Hoewel de Gaffellibel (Ophiogomphus cecilia) en de Rivierrombout (Gomphus flavipes) langs de Roer algemeen zijn, zijn dit voor Limburg en voor Nederland zeer zeldzame soorten die allebei in 2000 voor het eerst langs de Roer waargenomen werden. De Gaffellibel plantte zich in 2001 voor het eeerst voort, de Rivierrombout in 2002. Beide soorten leven in het benedenstroomse gedeelte van de Roer. De Gaffellibel werd voor het eerst waargenomen nabij de fietsbrug bij Paarlo. Van deze plek waren tot 2008 slechts enkele waarnemingen bekend. In 2011 kende de Gaffellibel een echt topjaar, alleen al op 21 juni 2011 werden 60 dieren gezien, en tot en met begin augustus kwamen er 170 waarnemingen binnen. Gaffellibellen vliegen enkel bij zonnig, windstil weer. Dan zitten ze ook vaak te zonnen op de overhangde vegetatie boven het water. De Plasrombout (Gomphus pulchellus) wordt ook jaarlijks slechts in lage aantallen gezien. De soort leeft in zuurstofrijke wateren die zowel stilstaand als stromend kunnen zijn. De larves sluipen op stromingsluwe plekken uit. Door de grote morfologische diversiteit is de Roer bij uitstek geschikt voor rheofiele (stromingsminnende) libellensoorten. Ook bij de algemene soorten zijn veel weinig kritische soorten van stilstaande wateren, namelijk de Platbuik (Libellula depressa), de Blauwe glazenmaker (Aeshna cyanea), de Paardenbijter (Aeshna mixta) en de Bruine glazenmaker (Aeshna grandis).
Uit de groep van de zeldzame soorten is de Kleine tanglibel (Onychogomphus forcipatus) de enige echte riviersoort.

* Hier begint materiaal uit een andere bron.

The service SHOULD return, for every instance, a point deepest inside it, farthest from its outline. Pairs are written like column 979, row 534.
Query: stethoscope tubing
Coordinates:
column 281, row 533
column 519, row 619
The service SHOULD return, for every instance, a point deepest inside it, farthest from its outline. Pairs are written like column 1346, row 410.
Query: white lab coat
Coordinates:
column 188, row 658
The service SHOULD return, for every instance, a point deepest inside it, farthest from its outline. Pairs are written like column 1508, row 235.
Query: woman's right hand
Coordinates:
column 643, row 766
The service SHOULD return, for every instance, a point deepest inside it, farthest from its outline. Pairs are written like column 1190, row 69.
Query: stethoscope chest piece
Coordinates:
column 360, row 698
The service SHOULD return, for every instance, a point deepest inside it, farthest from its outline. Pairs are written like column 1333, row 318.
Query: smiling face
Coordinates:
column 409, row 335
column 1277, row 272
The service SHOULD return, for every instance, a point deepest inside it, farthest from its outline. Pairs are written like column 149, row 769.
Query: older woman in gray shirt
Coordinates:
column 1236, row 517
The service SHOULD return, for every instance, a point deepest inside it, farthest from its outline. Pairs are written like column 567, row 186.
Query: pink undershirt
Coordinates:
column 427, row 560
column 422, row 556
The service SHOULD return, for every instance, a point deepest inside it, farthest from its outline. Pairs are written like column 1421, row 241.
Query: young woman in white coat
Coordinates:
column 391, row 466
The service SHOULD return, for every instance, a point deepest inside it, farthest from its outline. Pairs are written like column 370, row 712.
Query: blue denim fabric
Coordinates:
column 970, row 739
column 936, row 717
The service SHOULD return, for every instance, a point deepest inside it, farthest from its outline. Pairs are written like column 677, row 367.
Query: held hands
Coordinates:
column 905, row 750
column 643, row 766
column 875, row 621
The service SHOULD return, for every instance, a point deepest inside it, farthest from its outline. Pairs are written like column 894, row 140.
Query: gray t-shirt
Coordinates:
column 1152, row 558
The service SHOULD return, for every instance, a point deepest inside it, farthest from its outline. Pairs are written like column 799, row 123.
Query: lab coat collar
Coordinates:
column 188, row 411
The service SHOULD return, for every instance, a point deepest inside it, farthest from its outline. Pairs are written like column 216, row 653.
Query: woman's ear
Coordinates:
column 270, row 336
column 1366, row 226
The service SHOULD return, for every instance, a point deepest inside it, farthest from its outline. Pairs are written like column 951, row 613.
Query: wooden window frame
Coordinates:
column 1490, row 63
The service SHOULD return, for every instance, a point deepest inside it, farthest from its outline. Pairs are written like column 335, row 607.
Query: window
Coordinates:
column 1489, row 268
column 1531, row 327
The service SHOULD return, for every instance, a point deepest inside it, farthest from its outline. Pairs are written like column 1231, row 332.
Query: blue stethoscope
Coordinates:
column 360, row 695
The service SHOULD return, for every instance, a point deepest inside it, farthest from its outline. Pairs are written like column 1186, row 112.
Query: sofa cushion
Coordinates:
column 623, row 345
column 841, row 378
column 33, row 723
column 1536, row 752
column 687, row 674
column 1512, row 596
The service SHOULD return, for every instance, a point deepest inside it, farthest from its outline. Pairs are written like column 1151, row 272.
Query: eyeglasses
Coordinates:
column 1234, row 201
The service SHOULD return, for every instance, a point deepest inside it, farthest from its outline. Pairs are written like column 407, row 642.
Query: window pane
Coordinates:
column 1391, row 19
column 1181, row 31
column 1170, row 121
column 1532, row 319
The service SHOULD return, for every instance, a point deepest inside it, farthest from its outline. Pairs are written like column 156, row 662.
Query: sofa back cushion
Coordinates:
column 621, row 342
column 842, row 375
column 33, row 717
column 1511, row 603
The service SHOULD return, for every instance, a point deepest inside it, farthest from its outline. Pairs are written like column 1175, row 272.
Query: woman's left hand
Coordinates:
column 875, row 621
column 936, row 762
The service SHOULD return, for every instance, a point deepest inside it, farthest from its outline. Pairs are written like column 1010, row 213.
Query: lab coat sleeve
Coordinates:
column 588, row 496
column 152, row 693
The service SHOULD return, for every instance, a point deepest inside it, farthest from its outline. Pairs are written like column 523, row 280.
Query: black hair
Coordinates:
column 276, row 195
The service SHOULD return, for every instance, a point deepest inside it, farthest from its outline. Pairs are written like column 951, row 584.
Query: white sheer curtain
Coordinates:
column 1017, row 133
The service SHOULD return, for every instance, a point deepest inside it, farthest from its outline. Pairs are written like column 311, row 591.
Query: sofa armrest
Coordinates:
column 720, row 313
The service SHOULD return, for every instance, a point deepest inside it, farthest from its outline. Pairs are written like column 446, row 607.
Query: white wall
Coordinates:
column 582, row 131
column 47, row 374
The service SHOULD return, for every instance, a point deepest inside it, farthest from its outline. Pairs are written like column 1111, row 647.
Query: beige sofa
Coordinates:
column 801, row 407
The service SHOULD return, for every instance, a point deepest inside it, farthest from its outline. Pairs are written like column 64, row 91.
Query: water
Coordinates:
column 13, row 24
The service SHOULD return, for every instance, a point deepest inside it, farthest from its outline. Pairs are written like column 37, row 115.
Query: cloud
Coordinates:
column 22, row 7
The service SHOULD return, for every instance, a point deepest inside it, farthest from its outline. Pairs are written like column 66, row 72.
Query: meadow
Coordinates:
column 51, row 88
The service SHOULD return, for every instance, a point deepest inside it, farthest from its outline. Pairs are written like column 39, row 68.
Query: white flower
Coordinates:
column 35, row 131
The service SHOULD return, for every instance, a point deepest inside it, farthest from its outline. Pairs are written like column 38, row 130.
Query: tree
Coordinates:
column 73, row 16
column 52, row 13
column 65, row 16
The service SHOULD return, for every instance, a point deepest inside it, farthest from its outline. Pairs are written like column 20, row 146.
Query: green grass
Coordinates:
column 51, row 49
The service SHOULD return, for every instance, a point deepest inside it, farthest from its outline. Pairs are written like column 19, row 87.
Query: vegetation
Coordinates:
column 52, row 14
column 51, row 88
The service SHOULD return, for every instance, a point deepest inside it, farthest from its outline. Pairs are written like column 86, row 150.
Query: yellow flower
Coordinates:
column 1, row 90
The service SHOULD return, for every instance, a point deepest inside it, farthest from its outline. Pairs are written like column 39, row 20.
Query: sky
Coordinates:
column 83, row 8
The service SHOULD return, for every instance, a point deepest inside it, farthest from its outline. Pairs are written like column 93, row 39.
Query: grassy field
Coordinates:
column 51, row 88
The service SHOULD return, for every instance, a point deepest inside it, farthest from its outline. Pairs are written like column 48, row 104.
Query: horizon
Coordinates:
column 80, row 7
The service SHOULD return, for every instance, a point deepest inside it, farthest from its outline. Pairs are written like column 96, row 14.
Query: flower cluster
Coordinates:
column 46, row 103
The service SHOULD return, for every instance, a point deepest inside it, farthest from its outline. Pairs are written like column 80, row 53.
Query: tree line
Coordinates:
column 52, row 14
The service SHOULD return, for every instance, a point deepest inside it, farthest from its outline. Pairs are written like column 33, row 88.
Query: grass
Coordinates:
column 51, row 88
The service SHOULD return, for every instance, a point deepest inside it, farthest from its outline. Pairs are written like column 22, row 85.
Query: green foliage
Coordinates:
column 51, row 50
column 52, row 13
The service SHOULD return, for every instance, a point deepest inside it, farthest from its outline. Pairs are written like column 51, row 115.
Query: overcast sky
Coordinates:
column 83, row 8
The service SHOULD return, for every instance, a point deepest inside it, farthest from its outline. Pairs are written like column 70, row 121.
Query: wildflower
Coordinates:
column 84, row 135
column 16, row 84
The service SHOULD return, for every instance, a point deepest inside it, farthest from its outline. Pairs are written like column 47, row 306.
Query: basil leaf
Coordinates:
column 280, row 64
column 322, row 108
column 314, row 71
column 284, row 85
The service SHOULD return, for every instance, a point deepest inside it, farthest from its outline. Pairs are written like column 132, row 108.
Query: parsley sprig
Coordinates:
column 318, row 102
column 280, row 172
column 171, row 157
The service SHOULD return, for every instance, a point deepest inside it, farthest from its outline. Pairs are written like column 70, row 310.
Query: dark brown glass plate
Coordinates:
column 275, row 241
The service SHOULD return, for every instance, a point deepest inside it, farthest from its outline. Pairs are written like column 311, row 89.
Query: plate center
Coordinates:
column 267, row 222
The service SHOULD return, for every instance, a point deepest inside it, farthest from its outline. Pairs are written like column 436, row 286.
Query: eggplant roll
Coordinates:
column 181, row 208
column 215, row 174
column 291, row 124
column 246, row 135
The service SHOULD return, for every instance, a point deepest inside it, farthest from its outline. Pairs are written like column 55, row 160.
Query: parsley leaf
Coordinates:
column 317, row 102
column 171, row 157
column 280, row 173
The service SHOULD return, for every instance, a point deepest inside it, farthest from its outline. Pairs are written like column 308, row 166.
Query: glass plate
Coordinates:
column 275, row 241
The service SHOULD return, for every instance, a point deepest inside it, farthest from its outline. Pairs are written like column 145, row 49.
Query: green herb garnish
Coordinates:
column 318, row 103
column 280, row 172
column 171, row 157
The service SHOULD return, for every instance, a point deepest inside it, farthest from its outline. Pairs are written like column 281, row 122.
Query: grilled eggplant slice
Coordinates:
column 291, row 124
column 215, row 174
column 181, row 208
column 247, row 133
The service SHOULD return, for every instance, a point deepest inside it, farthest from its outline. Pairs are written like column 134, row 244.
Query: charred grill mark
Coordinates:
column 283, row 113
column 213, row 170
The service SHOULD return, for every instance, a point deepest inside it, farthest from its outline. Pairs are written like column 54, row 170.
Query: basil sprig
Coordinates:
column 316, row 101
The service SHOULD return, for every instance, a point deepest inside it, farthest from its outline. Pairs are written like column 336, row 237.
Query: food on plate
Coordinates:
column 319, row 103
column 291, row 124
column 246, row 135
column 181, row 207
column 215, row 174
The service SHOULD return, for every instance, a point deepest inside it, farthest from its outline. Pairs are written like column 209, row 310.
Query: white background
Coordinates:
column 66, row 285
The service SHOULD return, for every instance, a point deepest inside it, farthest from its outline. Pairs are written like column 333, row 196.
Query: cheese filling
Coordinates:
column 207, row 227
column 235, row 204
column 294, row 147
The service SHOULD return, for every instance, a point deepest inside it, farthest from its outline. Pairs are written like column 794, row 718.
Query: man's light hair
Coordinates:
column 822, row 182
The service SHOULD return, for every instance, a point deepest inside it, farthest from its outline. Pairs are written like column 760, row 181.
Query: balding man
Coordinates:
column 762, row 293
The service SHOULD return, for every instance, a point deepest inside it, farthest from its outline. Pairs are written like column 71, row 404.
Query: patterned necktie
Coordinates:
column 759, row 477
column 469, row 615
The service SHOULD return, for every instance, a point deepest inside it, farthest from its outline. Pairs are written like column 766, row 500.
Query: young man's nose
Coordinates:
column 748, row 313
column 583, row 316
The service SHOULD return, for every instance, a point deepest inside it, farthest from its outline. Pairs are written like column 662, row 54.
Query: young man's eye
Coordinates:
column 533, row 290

Deze soort komt in Nederland zeer zelden voor. In 2003 voor het eerst voortplanting in de Roer geconstateerd. De grote morfologische diversiteit maakt de Roer tot een geschikt biotoop voor de soort. De Metaalglanslibel (Somatochlora metallica) kan zich zowel in stilstaande als in zwak stromende wateren voortplanten, hoewel dit in de Roer nog niet is vastgesteld. De soort heeft een voorkeur voor wateren met bomen in de directe omgeving en is langs de Roer bij twee oude meanders die door populieren omzoomd waren gezien. De soort komt slechts weinig voor in het Roerdal omdat er slechts een beperkt percentage van het beektraject beschaduwd is. De Beekoeverlibel (Orthetrum coerulescens) plant zich doorgaans niet in de Roer voort, maar in kleinere bronbeekjes. De Viervlek (Libellula quadrimaculata), de Smaragdlibel (Cordulia aenea) en de Steenrode heidelibel (Sympetrum vulgatum) zijn soorten van stilstaande wateren die slechts op enkele plekken voorkomen.
De Vuurlibel (Crocothemis erythraea) werd in 2001 voor het eerst in het Roerdal waargenomen en in 2004 werd voor het eerst voortplanting geconstateerd.
Literatuur.
Geraeds, R.P.G. & van Schaik, V.A., 2006b. De libellen van het Roerdal. Deel II, Echte libellen (Anisoptera).